Chicago On the Aisle - Highly Recommended
"...“The Dream of the Burning Boy,” playwright David West Read’s painfully honest look at loss and the secret chambers of heartache, is enjoying an all-too-brief run at Profiles Theatre with Darrell W. Cox in a performance of ironic eloquence as the teacher who cannot speak his heart."
ChicagoCritic - Recommended
"...Like viewing one of those Thorne rooms at the Art Institute, Profile Theatre's Midwest debut of The Dream of the Burning Boy is intimate, filled with pithy detail, and indicative of an achingly larger environment that only be glimpsed through a glass dimly. Covering a vast swath of emotional reactions to death, Dream is an evocative work buoyed by some great performances."

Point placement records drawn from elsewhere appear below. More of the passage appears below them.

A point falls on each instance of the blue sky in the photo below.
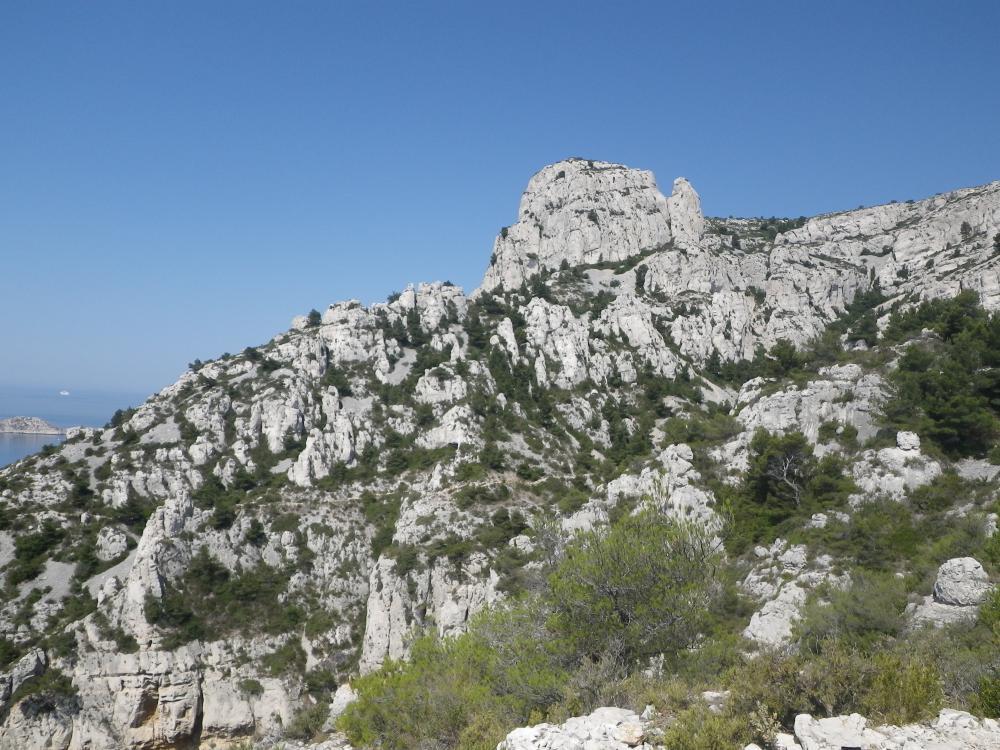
(179, 179)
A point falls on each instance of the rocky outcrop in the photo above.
(581, 212)
(961, 586)
(400, 603)
(892, 472)
(604, 729)
(841, 395)
(952, 729)
(359, 459)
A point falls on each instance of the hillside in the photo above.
(808, 407)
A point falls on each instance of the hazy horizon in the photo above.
(183, 179)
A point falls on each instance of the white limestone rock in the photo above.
(397, 604)
(686, 220)
(960, 587)
(604, 729)
(841, 393)
(893, 472)
(111, 543)
(582, 212)
(961, 582)
(954, 730)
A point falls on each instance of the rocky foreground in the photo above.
(216, 566)
(620, 729)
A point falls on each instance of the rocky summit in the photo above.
(809, 405)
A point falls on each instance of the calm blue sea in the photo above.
(86, 408)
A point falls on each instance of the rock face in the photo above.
(952, 729)
(961, 582)
(379, 470)
(585, 212)
(604, 729)
(961, 586)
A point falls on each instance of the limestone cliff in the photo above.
(281, 519)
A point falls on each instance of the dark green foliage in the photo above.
(121, 416)
(135, 511)
(308, 722)
(45, 693)
(209, 602)
(336, 377)
(642, 588)
(948, 390)
(31, 550)
(783, 486)
(381, 512)
(867, 613)
(9, 651)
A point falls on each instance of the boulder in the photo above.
(961, 582)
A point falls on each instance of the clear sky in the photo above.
(178, 179)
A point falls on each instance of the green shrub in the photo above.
(698, 728)
(308, 722)
(251, 687)
(868, 611)
(902, 690)
(641, 588)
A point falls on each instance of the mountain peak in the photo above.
(581, 211)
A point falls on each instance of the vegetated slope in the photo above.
(214, 564)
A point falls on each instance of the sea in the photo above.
(69, 408)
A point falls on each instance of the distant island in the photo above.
(29, 426)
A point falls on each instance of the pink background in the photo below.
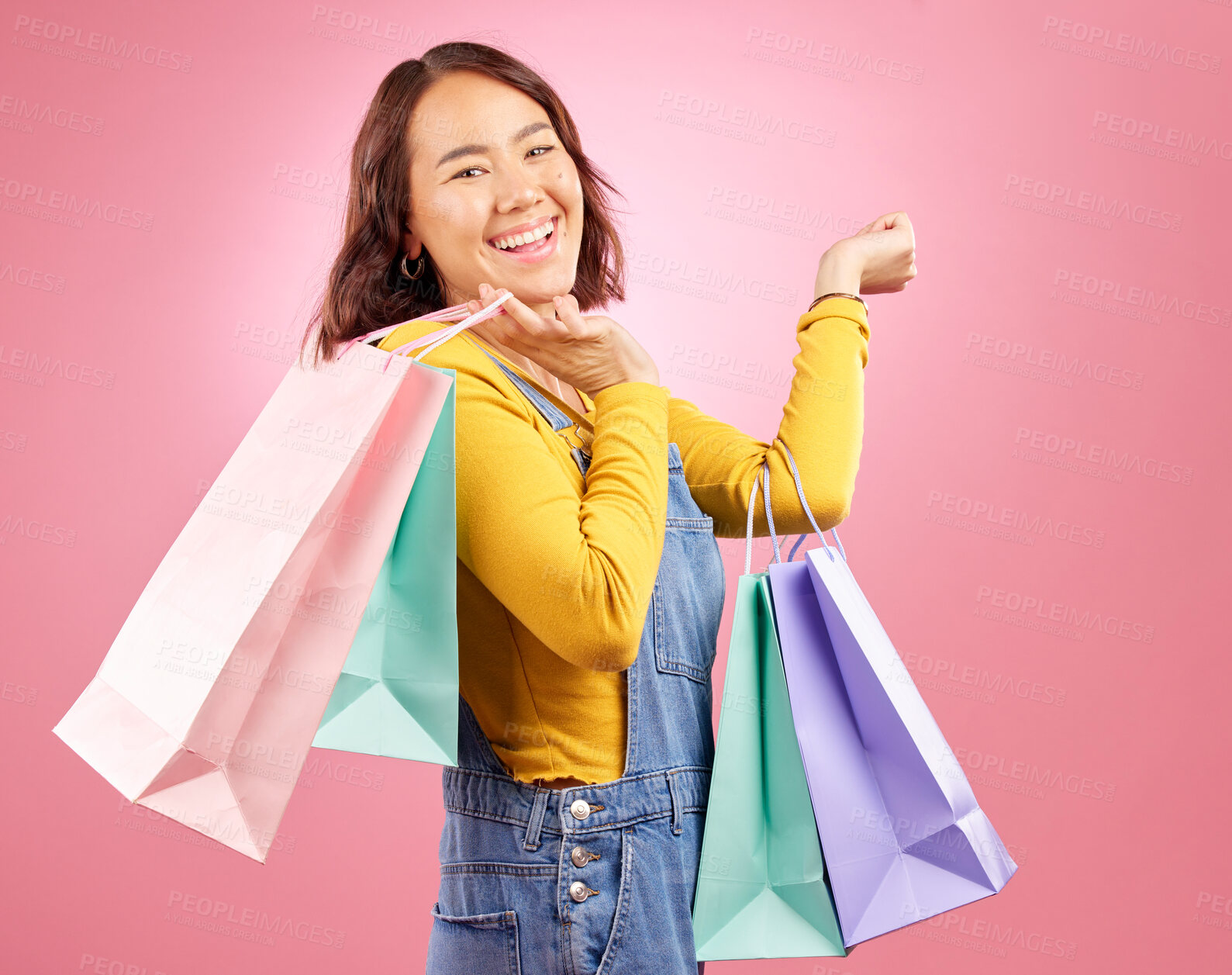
(233, 152)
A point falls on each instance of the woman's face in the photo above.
(485, 165)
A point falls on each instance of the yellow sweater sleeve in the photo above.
(577, 572)
(822, 424)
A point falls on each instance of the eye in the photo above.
(472, 169)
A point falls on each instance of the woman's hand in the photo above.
(878, 258)
(590, 351)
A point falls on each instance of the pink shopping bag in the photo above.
(207, 702)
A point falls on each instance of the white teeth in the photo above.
(539, 233)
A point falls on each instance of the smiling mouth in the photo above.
(527, 242)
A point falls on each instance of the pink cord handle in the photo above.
(454, 313)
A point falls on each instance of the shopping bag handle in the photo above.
(433, 339)
(800, 491)
(748, 529)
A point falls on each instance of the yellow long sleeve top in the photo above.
(554, 572)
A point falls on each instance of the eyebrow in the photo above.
(475, 148)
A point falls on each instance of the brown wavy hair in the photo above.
(366, 289)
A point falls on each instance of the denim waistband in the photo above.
(613, 804)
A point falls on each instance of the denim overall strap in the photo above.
(554, 414)
(595, 879)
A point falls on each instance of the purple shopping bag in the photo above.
(901, 830)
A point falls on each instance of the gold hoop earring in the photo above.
(419, 268)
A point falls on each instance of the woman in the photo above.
(588, 500)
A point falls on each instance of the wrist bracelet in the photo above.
(838, 295)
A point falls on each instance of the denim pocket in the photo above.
(688, 600)
(477, 943)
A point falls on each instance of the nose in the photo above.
(518, 190)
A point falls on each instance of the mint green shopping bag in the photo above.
(399, 692)
(761, 885)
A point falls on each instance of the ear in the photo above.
(412, 244)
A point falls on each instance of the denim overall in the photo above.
(595, 879)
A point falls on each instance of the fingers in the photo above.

Chicagoland Theater Reviews - Highly Recommended
"..."The Dream of the Burning Boy" is one of those plays that give hope to the future of American drama. It's adult (in the best sense of this beleaguered word). It takes a difficult theme ripe for over sentimentality and audience manipulation and totally engages the viewer's attention with its authentic voice. The scene between Morrow and Dane's mother may be a stumbling block with its revelation that some viewers will claim sends the show into soap opera. That's ultimately in the eye of the beholder, but the real and often pungent dialogue and the crackling confrontations carry the day. Plus the cast, both the kids and the adults, really is excellent."
Chicago Theater Beat - Recommended
"...The Dream of the Burning Boy (the title referring to Freud's description of a dream where a father would rather see a son in pain than imagine him dead) delivers an impressive cross-section of wide-ranging bereavement."